The monitors take a while getting ready, but finally we are on stage and the crowd gathers to hear; the bowl in front of the stage fills up with people. The set starts off pretty easy but soon picks up and ends with a bang and it’s over… we’re off stage and it’s all over with. Much like teen sex, I’m told.
No hate in my heart
Now is the hard part – packing up after festival – because behind the curtains are risers with drums and keyboards that have to be stripped post haste for next band. This operation is still a one-roadie thing, so I am packing drums while sweating like a pig after the show. No wailing groupies waiting backstage with drugs and debauchery. Now that would be hard work. This is easy.

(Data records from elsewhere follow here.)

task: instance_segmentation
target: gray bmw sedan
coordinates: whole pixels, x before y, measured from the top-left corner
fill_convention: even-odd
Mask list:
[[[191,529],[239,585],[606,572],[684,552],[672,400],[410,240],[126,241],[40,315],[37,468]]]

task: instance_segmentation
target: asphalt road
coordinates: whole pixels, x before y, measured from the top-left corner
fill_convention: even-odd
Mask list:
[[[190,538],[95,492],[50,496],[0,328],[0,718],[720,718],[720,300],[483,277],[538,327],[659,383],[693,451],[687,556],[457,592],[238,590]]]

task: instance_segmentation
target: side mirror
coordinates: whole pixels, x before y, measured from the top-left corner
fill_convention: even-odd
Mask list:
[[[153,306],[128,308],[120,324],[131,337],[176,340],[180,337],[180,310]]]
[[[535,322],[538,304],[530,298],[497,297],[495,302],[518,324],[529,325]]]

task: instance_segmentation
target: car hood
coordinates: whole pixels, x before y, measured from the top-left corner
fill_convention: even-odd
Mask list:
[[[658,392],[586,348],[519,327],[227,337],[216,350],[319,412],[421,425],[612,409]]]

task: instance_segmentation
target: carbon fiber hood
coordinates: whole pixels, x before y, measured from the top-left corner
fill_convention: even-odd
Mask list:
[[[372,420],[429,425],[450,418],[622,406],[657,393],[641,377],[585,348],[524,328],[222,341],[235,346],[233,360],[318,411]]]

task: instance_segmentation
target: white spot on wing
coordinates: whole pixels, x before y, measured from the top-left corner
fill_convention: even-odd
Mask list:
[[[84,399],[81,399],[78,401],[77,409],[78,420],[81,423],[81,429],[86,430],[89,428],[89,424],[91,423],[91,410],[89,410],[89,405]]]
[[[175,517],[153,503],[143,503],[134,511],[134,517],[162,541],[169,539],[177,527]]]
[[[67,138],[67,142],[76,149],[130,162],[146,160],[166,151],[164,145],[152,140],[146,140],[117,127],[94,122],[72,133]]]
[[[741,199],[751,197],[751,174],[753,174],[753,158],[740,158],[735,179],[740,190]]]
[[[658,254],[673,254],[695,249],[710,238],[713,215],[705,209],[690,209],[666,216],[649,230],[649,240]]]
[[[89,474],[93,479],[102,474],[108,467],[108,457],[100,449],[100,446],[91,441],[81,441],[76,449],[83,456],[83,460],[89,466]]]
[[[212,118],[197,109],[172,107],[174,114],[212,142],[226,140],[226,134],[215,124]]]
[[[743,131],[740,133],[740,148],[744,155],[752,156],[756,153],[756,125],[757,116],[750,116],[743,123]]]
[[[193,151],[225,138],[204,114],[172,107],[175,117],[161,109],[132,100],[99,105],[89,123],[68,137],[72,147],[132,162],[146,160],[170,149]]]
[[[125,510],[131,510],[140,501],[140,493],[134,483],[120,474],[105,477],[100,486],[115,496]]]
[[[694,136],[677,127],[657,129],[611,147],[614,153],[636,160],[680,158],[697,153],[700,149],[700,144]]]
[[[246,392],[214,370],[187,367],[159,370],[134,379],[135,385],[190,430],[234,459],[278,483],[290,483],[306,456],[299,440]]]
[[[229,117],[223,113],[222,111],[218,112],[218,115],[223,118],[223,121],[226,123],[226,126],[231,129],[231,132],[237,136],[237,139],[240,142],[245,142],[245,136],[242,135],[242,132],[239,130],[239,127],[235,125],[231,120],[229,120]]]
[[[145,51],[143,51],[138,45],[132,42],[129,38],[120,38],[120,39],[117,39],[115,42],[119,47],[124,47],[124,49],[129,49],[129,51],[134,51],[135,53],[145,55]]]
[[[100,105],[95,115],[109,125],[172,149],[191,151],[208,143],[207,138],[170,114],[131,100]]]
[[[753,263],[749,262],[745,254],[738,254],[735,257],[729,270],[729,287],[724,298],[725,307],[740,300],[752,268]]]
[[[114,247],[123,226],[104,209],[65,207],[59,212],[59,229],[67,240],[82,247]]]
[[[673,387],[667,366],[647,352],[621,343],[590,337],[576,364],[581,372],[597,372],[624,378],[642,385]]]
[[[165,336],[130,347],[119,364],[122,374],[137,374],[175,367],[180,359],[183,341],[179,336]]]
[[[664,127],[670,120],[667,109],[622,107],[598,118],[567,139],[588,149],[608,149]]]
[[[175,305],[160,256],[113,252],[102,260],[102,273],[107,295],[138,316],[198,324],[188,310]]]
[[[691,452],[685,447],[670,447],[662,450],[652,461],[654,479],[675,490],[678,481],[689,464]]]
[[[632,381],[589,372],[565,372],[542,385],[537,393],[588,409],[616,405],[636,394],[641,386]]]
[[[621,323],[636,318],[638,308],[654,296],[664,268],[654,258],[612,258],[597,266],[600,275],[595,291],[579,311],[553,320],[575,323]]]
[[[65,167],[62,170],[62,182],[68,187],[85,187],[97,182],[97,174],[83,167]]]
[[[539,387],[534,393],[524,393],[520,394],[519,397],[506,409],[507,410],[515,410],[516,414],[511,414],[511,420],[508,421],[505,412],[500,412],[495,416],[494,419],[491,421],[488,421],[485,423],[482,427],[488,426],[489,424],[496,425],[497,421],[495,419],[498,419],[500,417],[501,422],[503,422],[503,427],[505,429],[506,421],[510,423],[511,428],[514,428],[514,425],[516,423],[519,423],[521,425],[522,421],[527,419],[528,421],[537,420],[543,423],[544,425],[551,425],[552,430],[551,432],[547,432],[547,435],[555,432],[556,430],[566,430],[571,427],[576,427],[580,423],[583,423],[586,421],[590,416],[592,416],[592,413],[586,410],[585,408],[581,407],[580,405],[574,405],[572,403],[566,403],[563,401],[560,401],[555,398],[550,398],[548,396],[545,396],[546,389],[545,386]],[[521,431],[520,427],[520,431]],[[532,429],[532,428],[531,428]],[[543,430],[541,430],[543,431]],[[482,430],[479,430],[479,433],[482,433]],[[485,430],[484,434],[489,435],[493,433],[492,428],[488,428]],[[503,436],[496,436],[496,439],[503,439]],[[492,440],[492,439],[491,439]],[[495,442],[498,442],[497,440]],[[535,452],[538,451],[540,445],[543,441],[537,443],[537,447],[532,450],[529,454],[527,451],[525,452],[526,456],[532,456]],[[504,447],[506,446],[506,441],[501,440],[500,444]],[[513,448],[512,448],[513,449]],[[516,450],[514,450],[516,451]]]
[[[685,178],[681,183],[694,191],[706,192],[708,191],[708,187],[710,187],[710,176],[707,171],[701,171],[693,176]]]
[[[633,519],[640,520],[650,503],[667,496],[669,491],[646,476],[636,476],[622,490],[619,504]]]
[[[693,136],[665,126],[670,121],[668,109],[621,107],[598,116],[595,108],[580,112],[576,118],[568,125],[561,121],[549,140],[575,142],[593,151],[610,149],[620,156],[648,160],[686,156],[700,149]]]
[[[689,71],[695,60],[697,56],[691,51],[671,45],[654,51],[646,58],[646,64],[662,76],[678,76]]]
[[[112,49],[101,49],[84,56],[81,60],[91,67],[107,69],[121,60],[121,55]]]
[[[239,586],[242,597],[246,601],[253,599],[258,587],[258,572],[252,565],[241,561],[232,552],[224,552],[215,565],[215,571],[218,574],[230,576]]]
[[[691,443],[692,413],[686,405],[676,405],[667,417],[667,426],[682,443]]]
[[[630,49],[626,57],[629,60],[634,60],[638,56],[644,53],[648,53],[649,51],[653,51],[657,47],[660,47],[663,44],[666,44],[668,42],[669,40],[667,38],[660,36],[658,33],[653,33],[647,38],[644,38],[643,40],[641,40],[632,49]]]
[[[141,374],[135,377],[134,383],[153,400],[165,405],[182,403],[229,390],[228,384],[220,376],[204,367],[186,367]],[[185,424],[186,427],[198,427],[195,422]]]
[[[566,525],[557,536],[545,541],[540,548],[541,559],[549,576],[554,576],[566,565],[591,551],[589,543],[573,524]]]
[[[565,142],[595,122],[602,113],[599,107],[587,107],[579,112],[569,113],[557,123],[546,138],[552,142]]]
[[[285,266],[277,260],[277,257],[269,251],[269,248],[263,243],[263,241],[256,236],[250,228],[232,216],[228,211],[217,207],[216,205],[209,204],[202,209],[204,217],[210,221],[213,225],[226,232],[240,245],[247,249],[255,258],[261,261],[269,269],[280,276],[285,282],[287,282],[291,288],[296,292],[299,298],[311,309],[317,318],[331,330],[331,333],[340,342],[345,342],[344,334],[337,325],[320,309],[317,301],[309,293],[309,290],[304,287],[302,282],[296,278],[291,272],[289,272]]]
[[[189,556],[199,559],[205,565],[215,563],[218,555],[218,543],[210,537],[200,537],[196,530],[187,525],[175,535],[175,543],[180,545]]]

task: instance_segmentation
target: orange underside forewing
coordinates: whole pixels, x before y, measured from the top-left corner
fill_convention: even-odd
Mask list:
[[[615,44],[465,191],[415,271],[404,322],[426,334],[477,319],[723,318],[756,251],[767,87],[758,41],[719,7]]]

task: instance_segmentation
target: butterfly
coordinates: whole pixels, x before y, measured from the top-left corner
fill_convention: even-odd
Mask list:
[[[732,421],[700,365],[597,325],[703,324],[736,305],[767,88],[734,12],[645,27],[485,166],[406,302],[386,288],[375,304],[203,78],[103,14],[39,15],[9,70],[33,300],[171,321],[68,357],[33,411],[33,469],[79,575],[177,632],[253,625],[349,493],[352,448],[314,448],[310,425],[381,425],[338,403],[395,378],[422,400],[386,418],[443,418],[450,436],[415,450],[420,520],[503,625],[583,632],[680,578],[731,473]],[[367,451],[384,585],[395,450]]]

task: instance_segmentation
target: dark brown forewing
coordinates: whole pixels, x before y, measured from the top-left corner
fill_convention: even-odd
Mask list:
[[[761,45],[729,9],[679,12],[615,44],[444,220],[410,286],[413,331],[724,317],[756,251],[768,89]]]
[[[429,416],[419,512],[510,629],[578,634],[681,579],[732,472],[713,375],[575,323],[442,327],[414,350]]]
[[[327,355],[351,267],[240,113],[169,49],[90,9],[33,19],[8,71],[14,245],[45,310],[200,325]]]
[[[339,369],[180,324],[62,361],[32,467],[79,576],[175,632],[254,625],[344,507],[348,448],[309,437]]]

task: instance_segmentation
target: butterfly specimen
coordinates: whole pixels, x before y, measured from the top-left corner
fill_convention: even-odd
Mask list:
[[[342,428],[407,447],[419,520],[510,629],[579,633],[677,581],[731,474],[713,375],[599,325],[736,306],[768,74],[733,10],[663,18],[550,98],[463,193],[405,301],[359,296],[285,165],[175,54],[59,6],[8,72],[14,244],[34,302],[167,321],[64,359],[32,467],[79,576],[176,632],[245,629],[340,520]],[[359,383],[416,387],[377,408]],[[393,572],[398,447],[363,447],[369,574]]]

They do have a charming backstage bar at the Park Stage where they serve up some good local ale, so I am feeling rather perky when we trek on down the muddy path all the way to the Pyramid Stage to see Neil Young at 10 o’clock.
For some odd reason it is way past ten when we get there and Neil has been playing for a while. Good thing he got warmed up for our critical ears… Not quite, we hang on to every word he says and are singing along to most of his tunes except of course the ten minute guitar solos in 11 time. Well, I do remember singing along to that as well. You see, by this time my resolve towards the damn festival ghost had all but dissolved and I was, dare I say, having a blast and when Neil did Heart of Gold for his encore, it was an unexplainable phenomena to be part of that sea of people on a very communal high. At that moment I really felt that I GOT the festival vibe, and some. No hate anywhere in my heart.
Virtually cured of my sarcasm, I made quite a few new friends that night after the Neil Young show. I don’t hate this place at all.
I actually managed to catch my cab at 6 in the morning, the train back to London and the plane back to Iceland, which was, I’m not sorry to say, close to a miracle.
Sigtryggur Baldursson is a legendary Icelandic drummer. He’s beaten skins for The Sugarcubes, Þeyr, KUKL and several other awesome bands. He also performs as sarcastic dandy Bogomil Font.